Housing 44 shown in Figure 44 to Figure 49 also can be used as the housing 34 of Patient sensors.In this case, the craft port 52 shown in Figure 44 and Figure 45 can be positioned on the base 8 (instead of the slide arrangement shown in Figure 16-19 and Figure 50-52) of Patient sensors.This housing 34 can be sterilizable and can be used for holding, such as, and sensor 36 and power supply 32 (it can not sterilized).This housing 34 also can be suitable for holding sensor 36, monitor 10 and communicator 12.
Surgery systems 1 also can comprise the bracket for calibrating sensors 36 and 46.Bracket can hold sensor 36 and 46 and be parallel to each other to make it.In one embodiment, bracket is configured to the transducing part 6 and 38 holding direction sensor 4 and Patient sensors 2, particularly makes transducing part 6 and 38 be parallel to each other.
Surgery systems shown in Fig. 4-19 and Figure 23-25 can follow these steps to use:
1 patient is faced down to be placed on operating-table and line is used for the position (as illustrated in figs. 16-19) of the base 8 of patient sensor 2 with labelling after drawing;
It is also bind to patient's (such as, use surgical grade with it with belt by 2 pedestal for placeds 8 adhesive tape), on the position preferably making patient be in face down;
3 assemble and get out suitable pelvic support support and make patient be ready for covering;
Sensor 36 and 46 and battery 32 and 42 insert in the housing 34 and 44 of its sterilization to form transducing part 6 and 38 by 4.Check bright to guarantee full electric light, otherwise, then change battery.Transducing part 6 and 38 be placed in the paired bracket in institute's mark position and subsequently the bracket of loading be placed on operating-table Anywhere, thus making arrow (as shown in figure 5 and figure 7) point to the head end of estrade.The long axis of bracket should be placed in and to parallel with the longitudinal axis of operating-table or on position mutually close with it as much as possible;
5 use monitor 10 (computer (and comprise panel computer or hard disk drive)) and communicator 12 (screen) start software;
The details of 6 input operation processs, comprises surgical name, the name of patient, hospital name, date of birth of patient and date of surgery;
7 pairs of sensors match (calibration), thus are used in the pitching of two sensors, rolling and driftage and are substantially zero.Calibration steps can be performed within about several seconds;
The transducing part 6 of Patient sensors is mounted to base 8 and the transducing part 38 of direction sensor is mounted to operation device or carries out installing (such as relative to it by 8, transducing part 38 is mounted to installed part 40, and it can be mounted to operation device 16/170 as shown in Fig. 8-15 and Figure 23-25 or apparatus for placing 48).

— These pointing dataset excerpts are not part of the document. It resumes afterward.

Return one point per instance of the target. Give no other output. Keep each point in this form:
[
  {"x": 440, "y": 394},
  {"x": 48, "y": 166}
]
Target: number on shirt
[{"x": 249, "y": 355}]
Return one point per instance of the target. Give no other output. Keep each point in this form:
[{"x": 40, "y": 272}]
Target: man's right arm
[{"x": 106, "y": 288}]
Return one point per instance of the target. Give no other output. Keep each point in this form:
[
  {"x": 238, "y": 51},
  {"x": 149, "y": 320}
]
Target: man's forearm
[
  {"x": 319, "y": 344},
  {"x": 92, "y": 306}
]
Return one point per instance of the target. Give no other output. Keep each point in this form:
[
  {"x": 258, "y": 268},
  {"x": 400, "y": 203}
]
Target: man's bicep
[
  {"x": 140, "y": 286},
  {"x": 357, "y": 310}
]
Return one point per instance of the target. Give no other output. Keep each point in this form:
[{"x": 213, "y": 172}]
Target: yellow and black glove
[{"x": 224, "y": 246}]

9 adjustment as on computers the optimum orientation of device that records with reply cause due to the position of patient on operating-table in pitching, rolling or any difference in going off course.Also input any dissection deviation specific to patient, as the pelvic obliquity (as by measured by anteversion of uterus and gradient) (see Figure 20) of patient;
10 check the direction of operation device relative to patient anatomy, as shown in Figure 21 and Figure 22;
11 carry out acetabular bone reaming as above or acetabular cup placement operation; And
12 can be stored in storage card at the record of the output of intra-operative surgery systems with the use be for future reference.
Example
Confidential experiments is illustrated dexterously and be this system provides a kind of surgeon of making and carry out reaming and to reverse about predetermined angle and angle of inclination and relative to the simple mechanism on the suitable position of patient as being placed on by acetabular cup the result continuing the auto-compensation carried out of patient's movement.In this experiment, Patient sensors, direction sensor, operation device, monitor and communicator discuss about Fig. 4-22 above being those.
At duration of test, direction sensor is subject to cup hammering to put in place the impulsive force of produced normal amount.This does not affect the running of direction sensor.

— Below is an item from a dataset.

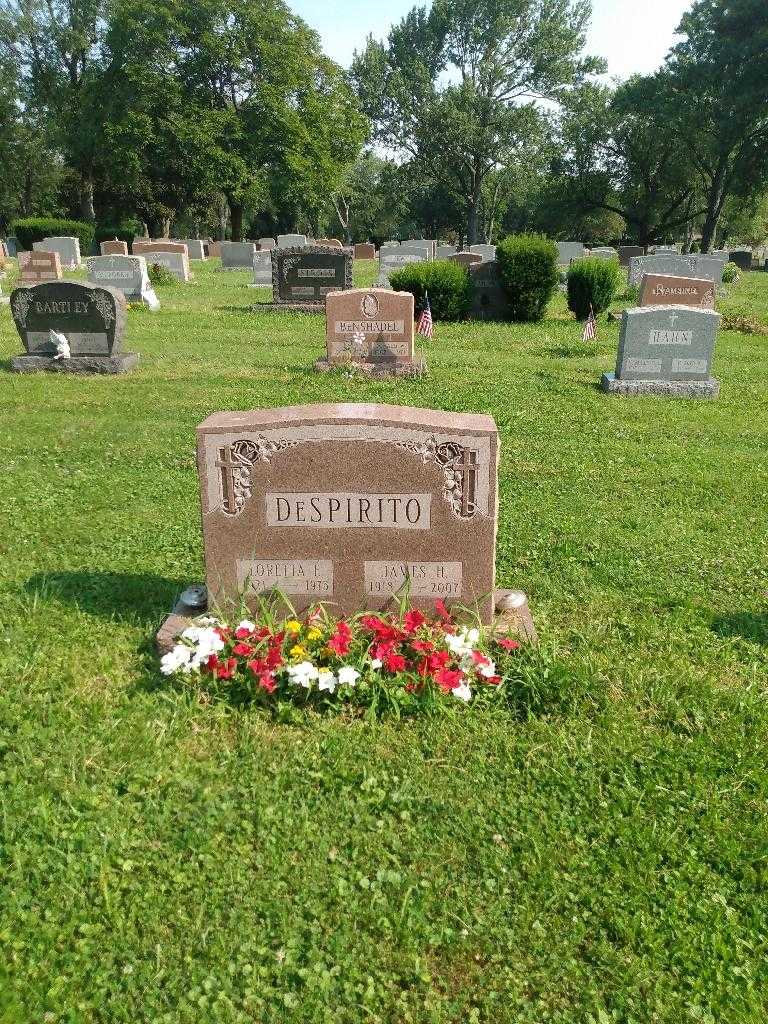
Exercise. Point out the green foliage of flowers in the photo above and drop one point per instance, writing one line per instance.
(528, 271)
(448, 284)
(592, 284)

High-quality electronic building brick is used to build sensor.Under the condition of hospital operating room, test proved rolling and pitching be in ± 20 degree scope ± 0.5 degree in, and go off course be in ± 10 degree of scope ± 1.0 degree in.

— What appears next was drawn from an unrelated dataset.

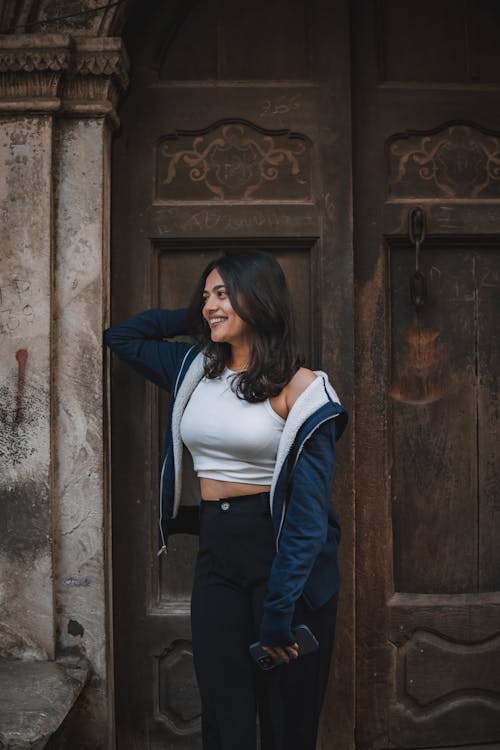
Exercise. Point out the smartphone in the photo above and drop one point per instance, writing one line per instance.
(304, 637)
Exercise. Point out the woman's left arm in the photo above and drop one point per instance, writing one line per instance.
(302, 536)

According to regulation, use more or less that invention has been described specific to the language of structure or method feature.It being understood that the present invention is not limited to shown or described special characteristic, this is because device as herein described comprises preferred form the present invention being put to carry out.Therefore, those skilled in the art can carry out suitable explanation to the present invention for required protection in any form in the proper range of appended claims or amendment.
Reference listing
International publication number: WO2010/031111
International publication number: WO2004/112610
Langton,D.J.et al.(2011),J Bone Joint Surg[Br]93-B:164-71.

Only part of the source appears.